Obama, "G7 yönetemiyor" demişti
Yu Yongding ve Domenico Lombardi, özetle, Çin'in, bu yılın, özellikle de gelecek yılın G20 gündemini belirleyeceğini savunuyorlar. Yazarlar, G20'nin doğuş hikayesinin, Batılı ülkelerin dünya ekonomisini artık yönetemediğinin kanıtı olarak niteliyorlar. Yazı, şu satırlarla başlıyor:
"Global mali krizde, 2009 yılında bir fırsat yakalandı. G20 adı verilen, dünyanın en büyük gelişmiş ve gelişmekte olan ekonomileri; - bugüne kadar dünyayı ciddi bir biçimde temsil etmede başarısız olan G7'nin Pittsburgh toplantısında- küresel mali krizin etkisiyle formüle edildi. ABD Başkanı Barack Obama, G7'nin artık küresel ekonomiyi denetlemekte başarısız olduğunu, küresel ekonomik politikanın eşgüdümü için G20'nin kurulacağını duyurdu. Amerikan liderliğinin bu tutumu, büyük destek buldu."
Gelecek yıl evsahibi Çin
Dünyanın diğer ekonomik süper gücü, 2016'da yıllık G20 zirvesine ev sahipliği yapacak ve G20 başkanlığını üstlenecek. Çin liderliğinin, 2009'da yakalanan ancak kaçırılan fırsatı değerlendirmesi, Çin Cumhurbaşkanı Xi Jinping'in G20 zirvesine ağırlığını koyması bekleniyor. Tıpkı geçen yılki Asya-Pasifik Ekonomik İşbirliği zirvesine ev sahipliği yaparken olduğu gibi. Çin, o zirvede, Asya-Pasifik ticaret anlaşması hedefinde ilerleme fırsatını çok iyi değerlendirmişti.

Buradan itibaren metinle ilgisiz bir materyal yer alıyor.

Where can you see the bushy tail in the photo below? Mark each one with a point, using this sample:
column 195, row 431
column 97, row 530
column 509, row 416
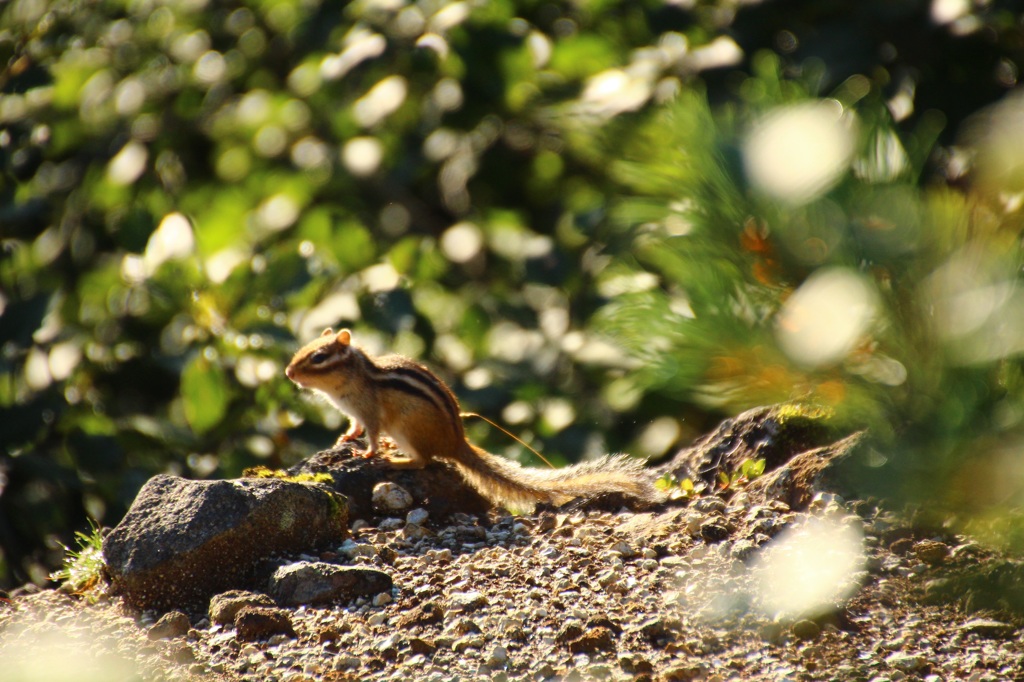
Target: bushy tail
column 504, row 482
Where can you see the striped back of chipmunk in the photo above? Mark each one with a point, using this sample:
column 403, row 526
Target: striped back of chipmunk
column 323, row 361
column 403, row 375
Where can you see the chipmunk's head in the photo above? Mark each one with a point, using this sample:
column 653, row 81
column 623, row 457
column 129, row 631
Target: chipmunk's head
column 316, row 365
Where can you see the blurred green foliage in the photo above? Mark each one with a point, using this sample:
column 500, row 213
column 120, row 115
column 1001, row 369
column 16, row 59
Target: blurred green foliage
column 555, row 204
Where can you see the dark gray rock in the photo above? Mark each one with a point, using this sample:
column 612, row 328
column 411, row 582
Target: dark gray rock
column 320, row 583
column 184, row 541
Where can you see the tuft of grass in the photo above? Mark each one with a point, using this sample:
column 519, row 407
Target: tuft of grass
column 84, row 568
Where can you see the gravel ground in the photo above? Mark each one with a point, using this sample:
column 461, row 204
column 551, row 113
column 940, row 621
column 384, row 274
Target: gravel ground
column 712, row 591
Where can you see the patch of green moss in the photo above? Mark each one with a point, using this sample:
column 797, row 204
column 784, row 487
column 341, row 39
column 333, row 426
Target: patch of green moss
column 264, row 472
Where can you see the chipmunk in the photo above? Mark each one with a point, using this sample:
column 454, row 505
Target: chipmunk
column 394, row 395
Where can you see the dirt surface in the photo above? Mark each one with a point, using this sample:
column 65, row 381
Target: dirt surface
column 714, row 590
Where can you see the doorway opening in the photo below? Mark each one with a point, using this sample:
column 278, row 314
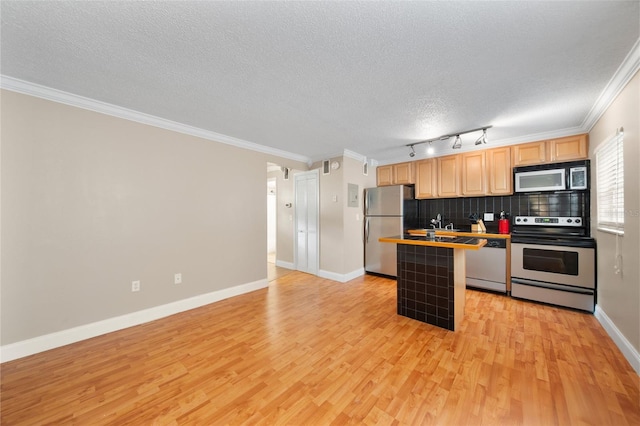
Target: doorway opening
column 272, row 226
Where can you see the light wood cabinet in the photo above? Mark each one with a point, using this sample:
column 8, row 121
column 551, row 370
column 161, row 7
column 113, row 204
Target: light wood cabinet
column 569, row 148
column 403, row 173
column 384, row 175
column 474, row 173
column 395, row 174
column 499, row 171
column 426, row 178
column 449, row 174
column 529, row 153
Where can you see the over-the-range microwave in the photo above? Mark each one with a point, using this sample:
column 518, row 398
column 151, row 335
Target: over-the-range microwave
column 552, row 177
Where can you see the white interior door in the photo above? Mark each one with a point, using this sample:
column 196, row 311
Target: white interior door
column 307, row 213
column 271, row 220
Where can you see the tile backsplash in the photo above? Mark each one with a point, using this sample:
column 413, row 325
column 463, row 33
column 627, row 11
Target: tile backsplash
column 457, row 210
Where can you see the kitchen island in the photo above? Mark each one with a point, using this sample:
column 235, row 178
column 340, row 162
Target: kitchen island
column 431, row 277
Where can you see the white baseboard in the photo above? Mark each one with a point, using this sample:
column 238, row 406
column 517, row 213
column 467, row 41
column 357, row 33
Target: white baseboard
column 343, row 278
column 61, row 338
column 283, row 264
column 629, row 352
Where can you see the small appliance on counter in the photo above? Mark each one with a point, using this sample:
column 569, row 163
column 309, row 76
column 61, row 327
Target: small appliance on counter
column 553, row 261
column 477, row 225
column 388, row 211
column 503, row 223
column 487, row 268
column 572, row 176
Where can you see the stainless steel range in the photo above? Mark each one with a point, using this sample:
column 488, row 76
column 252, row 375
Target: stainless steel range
column 553, row 261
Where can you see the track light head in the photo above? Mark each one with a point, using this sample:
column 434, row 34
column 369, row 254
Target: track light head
column 482, row 139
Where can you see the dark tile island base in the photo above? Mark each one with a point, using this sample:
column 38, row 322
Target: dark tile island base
column 426, row 284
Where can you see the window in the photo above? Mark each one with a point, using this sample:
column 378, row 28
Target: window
column 610, row 190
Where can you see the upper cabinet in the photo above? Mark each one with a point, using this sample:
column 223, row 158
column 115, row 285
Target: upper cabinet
column 395, row 174
column 474, row 173
column 426, row 178
column 449, row 175
column 568, row 149
column 551, row 151
column 384, row 175
column 499, row 171
column 529, row 153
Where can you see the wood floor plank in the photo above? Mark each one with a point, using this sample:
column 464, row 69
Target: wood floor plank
column 312, row 351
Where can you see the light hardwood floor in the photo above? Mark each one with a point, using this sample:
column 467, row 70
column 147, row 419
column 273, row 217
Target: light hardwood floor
column 309, row 351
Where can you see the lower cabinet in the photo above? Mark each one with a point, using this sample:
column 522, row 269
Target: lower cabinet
column 426, row 178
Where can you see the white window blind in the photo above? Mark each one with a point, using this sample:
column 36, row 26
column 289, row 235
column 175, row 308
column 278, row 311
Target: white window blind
column 610, row 189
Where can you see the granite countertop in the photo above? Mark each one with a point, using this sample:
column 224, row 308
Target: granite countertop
column 446, row 241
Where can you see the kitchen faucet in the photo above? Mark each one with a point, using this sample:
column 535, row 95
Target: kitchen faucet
column 437, row 220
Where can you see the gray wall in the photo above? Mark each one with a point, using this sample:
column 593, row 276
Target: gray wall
column 91, row 202
column 619, row 294
column 284, row 217
column 341, row 246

Xi Jinping, Türkiye'nin başkanlığında yürütülen 2015 G20 zirvesine ilişkin önceliklerini, büyük olasılıkla henüz belirlemedi. Ancak bazı potansiyel konular zaten belirgin. G20 gündemi içinde özellikle altyapı konusu, Çin'in iç ekonomik hedefleriyle de uyumlu. Geçen yıl, G20 üyeleri, küresel altyapı girişiminin sürdürülmesine, küçük ve orta ölçekli işletmeler başta olmak üzere altyapı projelerine yönelik yatırımların kolaylaştırılmasına ve finansman desteğinin artırılmasına karar verdiler.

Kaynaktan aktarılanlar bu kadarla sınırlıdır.